The Flight Attendant and The Queen’s Gambit Embrace Difficult Women

For the past nine ( ninety??) months, it’s been impossible for me to concentrate on any new content — especially if it’s dramatic in any way. Which is why I’ve spent most of my ample free time revisiting old, reliable faves–The Vampire Diaries, Mad Men, The Real Housewives of New York City, Nora Ephron films. (Hulu’s Normal People is one of the only new dramas I watched all year—and I only got through it because it was horny.) It wasn’t until The Queen’s Gambit dropped on Netflix in late October that I actually sat down and watched something serious without doom-scrolling on Twitter, complaining in a group chat, or rereading Colin Farrell’s Wikipedia page for the twenty-seventh time. Not long after, on one early December afternoon that I was feeling especially numb and directionless, I watched all of the five available episodes of HBO Max’s The Flight Attendant in one sitting.

The Queen’s Gambit—a character study and semi-sports show muted in both color and vibe tells the story of Beth Harmon (Anya Taylor-Joy), a resilient orphan-turned-chess prodigy who aspires to become the best chess player to ever live.
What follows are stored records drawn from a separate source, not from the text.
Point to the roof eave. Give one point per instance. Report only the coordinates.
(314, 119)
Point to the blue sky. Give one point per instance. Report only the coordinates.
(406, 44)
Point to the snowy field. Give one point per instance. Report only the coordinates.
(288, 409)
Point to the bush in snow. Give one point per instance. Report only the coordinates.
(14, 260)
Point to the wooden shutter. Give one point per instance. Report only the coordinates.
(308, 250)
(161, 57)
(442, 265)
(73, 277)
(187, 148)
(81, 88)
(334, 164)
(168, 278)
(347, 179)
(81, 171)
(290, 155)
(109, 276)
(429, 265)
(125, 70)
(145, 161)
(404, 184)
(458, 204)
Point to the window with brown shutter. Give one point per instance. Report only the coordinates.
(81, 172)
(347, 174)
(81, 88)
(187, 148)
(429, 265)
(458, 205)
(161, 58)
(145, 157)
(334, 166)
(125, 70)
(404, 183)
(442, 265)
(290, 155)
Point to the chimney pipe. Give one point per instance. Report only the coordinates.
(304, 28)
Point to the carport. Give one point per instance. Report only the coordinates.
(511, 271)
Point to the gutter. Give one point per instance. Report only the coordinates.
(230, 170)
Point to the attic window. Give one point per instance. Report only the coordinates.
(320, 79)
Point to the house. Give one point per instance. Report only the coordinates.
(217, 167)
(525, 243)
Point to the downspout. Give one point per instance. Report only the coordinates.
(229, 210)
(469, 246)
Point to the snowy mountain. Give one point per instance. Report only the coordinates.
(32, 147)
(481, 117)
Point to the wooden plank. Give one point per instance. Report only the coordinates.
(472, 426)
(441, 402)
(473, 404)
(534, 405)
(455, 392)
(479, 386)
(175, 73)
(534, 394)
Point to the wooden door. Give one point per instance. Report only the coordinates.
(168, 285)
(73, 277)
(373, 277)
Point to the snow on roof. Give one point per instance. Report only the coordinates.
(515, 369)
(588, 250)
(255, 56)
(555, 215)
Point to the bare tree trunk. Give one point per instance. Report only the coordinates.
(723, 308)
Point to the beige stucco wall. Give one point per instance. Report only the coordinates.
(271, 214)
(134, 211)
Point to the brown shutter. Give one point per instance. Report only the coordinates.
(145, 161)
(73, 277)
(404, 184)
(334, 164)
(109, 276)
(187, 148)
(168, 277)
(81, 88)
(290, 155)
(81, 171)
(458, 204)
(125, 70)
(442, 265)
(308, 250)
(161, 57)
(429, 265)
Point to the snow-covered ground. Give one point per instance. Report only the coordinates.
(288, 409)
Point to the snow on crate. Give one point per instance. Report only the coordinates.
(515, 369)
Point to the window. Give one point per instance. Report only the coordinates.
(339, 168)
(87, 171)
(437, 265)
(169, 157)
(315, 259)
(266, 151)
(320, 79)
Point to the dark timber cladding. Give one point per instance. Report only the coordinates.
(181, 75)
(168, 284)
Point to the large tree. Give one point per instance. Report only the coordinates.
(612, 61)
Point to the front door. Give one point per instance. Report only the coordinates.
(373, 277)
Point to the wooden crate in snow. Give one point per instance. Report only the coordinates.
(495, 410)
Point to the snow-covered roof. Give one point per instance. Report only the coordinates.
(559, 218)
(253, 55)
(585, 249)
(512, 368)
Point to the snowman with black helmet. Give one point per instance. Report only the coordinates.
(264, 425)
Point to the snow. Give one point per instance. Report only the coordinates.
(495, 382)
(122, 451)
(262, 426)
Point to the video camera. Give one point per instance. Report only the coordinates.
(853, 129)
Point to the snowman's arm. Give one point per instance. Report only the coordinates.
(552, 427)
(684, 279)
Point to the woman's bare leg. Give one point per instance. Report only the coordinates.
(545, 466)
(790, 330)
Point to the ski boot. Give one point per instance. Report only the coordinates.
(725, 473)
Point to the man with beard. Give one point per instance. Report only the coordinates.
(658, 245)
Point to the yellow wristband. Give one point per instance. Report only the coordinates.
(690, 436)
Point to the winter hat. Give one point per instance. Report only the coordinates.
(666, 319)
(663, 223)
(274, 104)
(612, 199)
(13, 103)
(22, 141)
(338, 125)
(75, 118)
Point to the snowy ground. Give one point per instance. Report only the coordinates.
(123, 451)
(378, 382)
The Flight Attendant is a saturated, splashy, fast-paced murder mystery revolving around Cassie Bowden (Kaley Cuoco), the titular attendant who wakes up to find the very hot man she spent the night with brutally murdered. The shows are polar opposites aesthetically, tonally and narratively but both series feature protagonists whose addiction to alcohol interferes with their emotional maturity and damages their relationships—both women rely on drinking because it is the only thing protecting them from their trauma.

Historically, mainstream entertainment has given us two options for women who behave badly: hate them or feel sorry for them. Typically the latter route is engineered by making them a mother, or giving them a love interest. The Queen’s Gambit and The Flight Attendant do neither. Instead, they do what stories usually reserve for male characters, especially during television’s Golden Age in the 2000s: they simply let them be themselves, unapologetically.

Similar to antiheroes like Don Draper and Tony Soprano, Beth and Cassie are not the kind of people you’d want to know in real life. They’re unreliable, self-servicing, and emotionally draining to everyone around them. Beth actively chooses not to connect with people because she doesn’t want anything getting in the way of chess, and she is brutally honest to a point of being offensive. Cassie is a magnet for destructive behavior who lies to her friends and family constantly. What makes these characters — who deal with trauma by using substances in very different ways — so appealing and such a breath of fresh air is that their journeys don’t rely on male saviors (love interests on both shows are tertiary, even if they’re essential to the narrative) or motherhood, or any other traditionally female trope to humanize them. And neither show is actively trying to make you hate Beth or Cassie, either.

Beth is deadpan and aloof; Cassie is quick-witted and erratic. (Isn’t it amazing how even women can have different personalities?) Both lost parents to a car crash that they survived and both of their addictions started as children, via negligent and malfeasant parenting. Their resistance to acknowledge their awful childhoods gives them foggy memories of their own lives. But eventually, and after many benders, both women start to learn that they can acknowledge their trauma without letting it define them.

Both women are glamorous people, often surrounded by glamorous settings: flights to and from Europe, decadent hotels, stunning outfits. (Beth in particular goes on a journey from frumpy orphan smock to mod icon.) Their fashion and beauty choices come naturally to them, but they also present a facade to the outside world, and to themselves: they look put together at a glance, but they’re far from that internally.